Zero Trust and SASE: the technical basis for modern compliance
It is against this backdrop that Zero Trust is no longer a trend but an architectural requirement. The principle is simple and straightforward: no user, device or network can be trusted by default.
Each access needs to be continuously authenticated, authorized, inspected and monitored.
Architecture SASE (Secure Access Service Edge) enables this approach by converging SD-WAN, security and access policies on a distributed and centrally governed platform. In practice, this makes it possible to apply policies based on identity, device, application and context, inspect traffic closer to the user (reducing backhaul), standardize controls between headquarters, branches, cloud and home office and, at the same time, improve performance and security consistency.
This path follows the direction of the market: according to Gartner, the SASE model has established itself as one of the most strategic architectures for companies that need to balance connectivity and security in distributed environments, especially in regulated sectors.
Observability: compliance only exists with technical evidence
Regulation requires proof, and proof requires reliable telemetry and correlation of events. Without observability, safety operates blindly.
With observability applied to the infrastructure, network and applications, it is possible to centralize relevant logs and events, correlate accesses, failures, changes and incidents, as well as measure essential indicators for governance, such as SLA, MTTR and incident recurrence.
This transforms auditing from a reactive and manual process into a continuous, automated and evidence-oriented capability, reducing response time and increasing operational predictability.
Operational resilience: the direct link between capital and risk
The new minimum capital requirements are not just financial. They reflect a clear understanding of the market: unavailability and incidents directly impact systemic risk.
From a technical point of view, this requires resilient architectures, immutable backups, recurring restore and disaster recovery tests, as well as clear RPO and RTO targets aligned with the business. Regulators don't want plans. They want evidence that the environment is back up and running within an acceptable timeframe, with tests and records that prove actual recovery capacity.
How Conversys addresses this scenario in practice
Conversys' technical approach combines security, connectivity, observability and operation in structured regulatory compliance projects.

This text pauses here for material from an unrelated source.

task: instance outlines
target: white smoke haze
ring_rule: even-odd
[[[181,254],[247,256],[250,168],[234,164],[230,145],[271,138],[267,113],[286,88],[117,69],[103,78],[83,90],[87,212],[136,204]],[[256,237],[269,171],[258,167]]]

Typical components of this type of project include:
- Zero Trust Architecture / SASE
- Secure SD-WAN for branch offices and distributed environments
- Network segmentation and protection of critical environments
- Observability
- Monitoring with operational KPIs and compliance reports
- Backup, restore and continuity with real tests
- Assisted operation and continuous governance
The result goes beyond “more security”. It delivers verifiable technical control, reduced operational risk, demonstrable compliance and greater efficiency with predictability.
2026 as a milestone of technological maturity
The new regulations are not just a legal obligation. They force the financial market to take a leap in maturity.
Institutions that treat compliance as an architecture rather than a document will be better prepared to grow, innovate and sustain trust in a scenario where security, auditing and continuity become part of core business.
At Conversys, we help customers transform regulatory requirements into secure, observable and resilient architectures, ready for audits, growth and critical operation.